Page 27 of Orientalism


  We have a large orchestra, a rich palette, a variety of resources. We know many more tricks and dodges, probably, than were ever known before. No, what we lack is the intrinsic principle, the soul of the thing, the very idea of the subject. We take notes, we make journeys: emptiness! emptiness! We become scholars, archaeologists, historians, doctors, cobblers, people of taste. What is the good of all that? Where is the heart, the verve, the sap? Where to start from? Where to go? We’re good at sucking, we play a lot of tongue-games, we pet for hours: but the real thing!
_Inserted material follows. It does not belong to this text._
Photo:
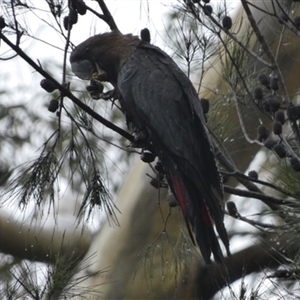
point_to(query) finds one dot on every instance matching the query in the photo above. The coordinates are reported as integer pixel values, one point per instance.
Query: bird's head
(102, 56)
To ejaculate, beget the child!111

  Woven through all of Flaubert’s Oriental experiences, exciting or disappointing, is an almost uniform association between the Orient and sex. In making this association Flaubert was neither the first nor the most exaggerated instance of a remarkably persistent motif in Western attitudes to the Orient. And indeed, the motif itself is singularly unvaried, although Flaubert’s genius may have done more than anyone else’s could have to give it artistic dignity. Why the Orient seems still to suggest not only fecundity but sexual promise (and threat), untiring sensuality, unlimited desire, deep generative energies, is something on which one could speculate: it is not the province of my analysis here, alas, despite its frequently noted appearance. Nevertheless one must acknowledge its importance as something eliciting complex responses, sometimes even a frightening self-discovery, in the Orientalists, and Flaubert was an interesting case in point.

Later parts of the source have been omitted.